2

I get that it has to do with the lens, but what exactly is causing this?

  • 1
    Probably would be better to ask "Why do images sometimes look "softer" at higher focal lengths?" Some of the sharpest lenses ever made are in the 300-500mm focal length range. The Canon EF 300mm f/2.8 L IS II is one of the sharpest mass produced lenses ever. And don't even start to talk about specialty lenses with very long focal lengths, such as used for satellite imaging. – Michael C Dec 13 '16 at 19:29
10

Several focal-length-related factors can influence sharpness:

  • It is usually harder to manufacture long focal lens, so at constant cost, expect a 50 mm to be sharp, a 200 mm to be not-so-sharp, and >300 mm to be really low quality.

  • On a related note, it's hard to make a lens with both a long focal lens and a wide aperture. So, long focal lens often have a narrow aperture, hence more diffraction.

  • Long focal lens implies shallow depth of field, so any focus imperfection (front or back focus) is much more noticeable.

  • Long focal lens implies more motion blur except if you use a tripod or have a very fast shutter speed.

  • Long focal length are often used to shoot distant subjects, in which case the atmospheric effects can be important. Depending on the distance and weather, the atmospheric effects can be the limiting factor, and then whatever the lens, you'll always get bad pictures (thanks @mattdm for the hint, I forgot this one).

3

It's probably because the lens you're thinking about is a low-cost telephoto or supertelephoto 70-300 or 18-300 type lens.

A longer telephoto focal length is not inherently soft. My EF 400mm f/5.6L USM prime lens is very very sharp and fast to autofocus and is my go-to birding lens. But it also cost more than US$1000. Canon's so-called 'great white' telephoto and supertelephoto lenses all have great reputations, but they do have pricetags to match.
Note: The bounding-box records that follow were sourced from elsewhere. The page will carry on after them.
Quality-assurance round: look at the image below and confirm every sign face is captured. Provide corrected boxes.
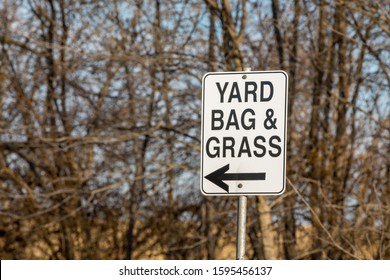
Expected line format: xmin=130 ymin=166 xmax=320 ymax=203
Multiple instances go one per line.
xmin=200 ymin=71 xmax=288 ymax=195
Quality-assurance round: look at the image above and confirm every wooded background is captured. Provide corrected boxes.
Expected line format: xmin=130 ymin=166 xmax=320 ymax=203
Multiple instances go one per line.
xmin=0 ymin=0 xmax=390 ymax=259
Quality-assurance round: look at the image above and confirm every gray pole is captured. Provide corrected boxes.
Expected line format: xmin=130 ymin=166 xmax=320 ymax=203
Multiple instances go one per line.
xmin=236 ymin=196 xmax=247 ymax=260
xmin=236 ymin=68 xmax=251 ymax=260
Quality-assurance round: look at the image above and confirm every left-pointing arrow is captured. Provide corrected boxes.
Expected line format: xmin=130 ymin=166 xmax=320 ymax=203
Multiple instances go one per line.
xmin=205 ymin=164 xmax=265 ymax=193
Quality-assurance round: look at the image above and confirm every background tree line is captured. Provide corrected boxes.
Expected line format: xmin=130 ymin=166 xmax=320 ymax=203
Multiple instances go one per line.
xmin=0 ymin=0 xmax=390 ymax=259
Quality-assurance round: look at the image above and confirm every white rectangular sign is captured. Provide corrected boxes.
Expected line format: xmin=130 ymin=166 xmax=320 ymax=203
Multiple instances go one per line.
xmin=200 ymin=71 xmax=288 ymax=195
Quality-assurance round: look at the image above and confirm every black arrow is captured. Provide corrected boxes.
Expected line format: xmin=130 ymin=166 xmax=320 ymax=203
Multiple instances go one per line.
xmin=205 ymin=164 xmax=265 ymax=193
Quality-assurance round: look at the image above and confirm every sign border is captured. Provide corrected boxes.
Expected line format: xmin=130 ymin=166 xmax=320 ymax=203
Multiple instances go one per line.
xmin=200 ymin=70 xmax=288 ymax=196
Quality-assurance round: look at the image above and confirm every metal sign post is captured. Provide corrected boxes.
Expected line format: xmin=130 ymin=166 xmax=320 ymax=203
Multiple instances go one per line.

But with a budget entry-level telephoto or supertelephoto zoom, the reasons the lens is generally perceived as soft are manifold:

  1. The design of a zoom lens is typically compromised on image quality somewhere in the zoom range to cover a variety of focal lengths. Most typically, these weaknesses will be at the ends of the zoom range (usually distortion and sharpness). The bigger the zoom range, the more compromise you tend to run into. A smaller zoom range (or a prime) and more corrective elements can improve performance, but this comes at a cost both in versatility and price tag.

  2. The variance in image quality also happens over the aperture range of the lens as well. Very few lenses perform well wide open. But because of the 1/focal_length rule, telephoto lenses are often used by newbs wide open at the extreme telephoto end of the range. That's compounding two weaknesses together.

  3. 1/focal_length rules of thumb also mean that shutter speeds and iso settings are higher than most newbs are aware of. It's not uncommon to use apertures in the f/8-f/16 range, with iso settings in the 400-1600 range in sunny-16 conditions, just to get the shutter speed up fast enough to eliminate blur from handholding. Using a monopod or tripod can also help with this. But newbs tend to default to handholding.

  4. Autofocus accuracy is also more of an issue with a telephoto or supertelephoto lens, because the depth of field gets shallower, even at smaller apertures. Lower-cost zoom lenses tend not to have features to increase AF accuracy/speed, such as ultrasonic motors or focus limit switches.

  5. The nature of telephoto subjects. The most common subjects that someone buys a telephoto zoom for are sports and wildlife. Both of which move quickly and require good technique and anticipation/skillz of the shooter to get a "clean" shot. These are demanding disciplines that take a lot of practice to master. And in the case of wildlife, often your lens just isn't long enough to frame the way you want, so you end up cropping, which reduces your resolution and thereby your sharpness.

In essence, it's a combination of lack of technique and the performance of a low-cost telephoto zoom that's creating issues of perceived softness at higher focal lengths. But with good technique or a high-end supertelephoto lens, it may not be an issue at all.

0

"Some images" will look softer due to chromatic aberration which splits white light into it's spectral components; the thicker glass elements of a telephoto heighten this effect in high-contrast, backlit images. You will always see this this, for example, in tree branches photographed with a bright sky, or snow patches on a dark mountain. Left edges will be highlighted in cyan and right edges highlighted in pink. This can be corrected in post processing or with in camera lens profiles, but it does compromise these kinds of edges.

"Some images", particularly landscapes taken at the magic hour, are prone to the shimmering effect of high temperature gradients in the atmosphere. What should be a static subject now moves very quickly, though by small amounts, but enough to smear everything except sky. Unless these pictures are shot at a high ISO, they will be blurry. Even tripods help little in these cases. So, even though edges may be sharp if shot correctly, the overall image suffers due to high ISO.

Shooting high-quality images with large telephotos is hard!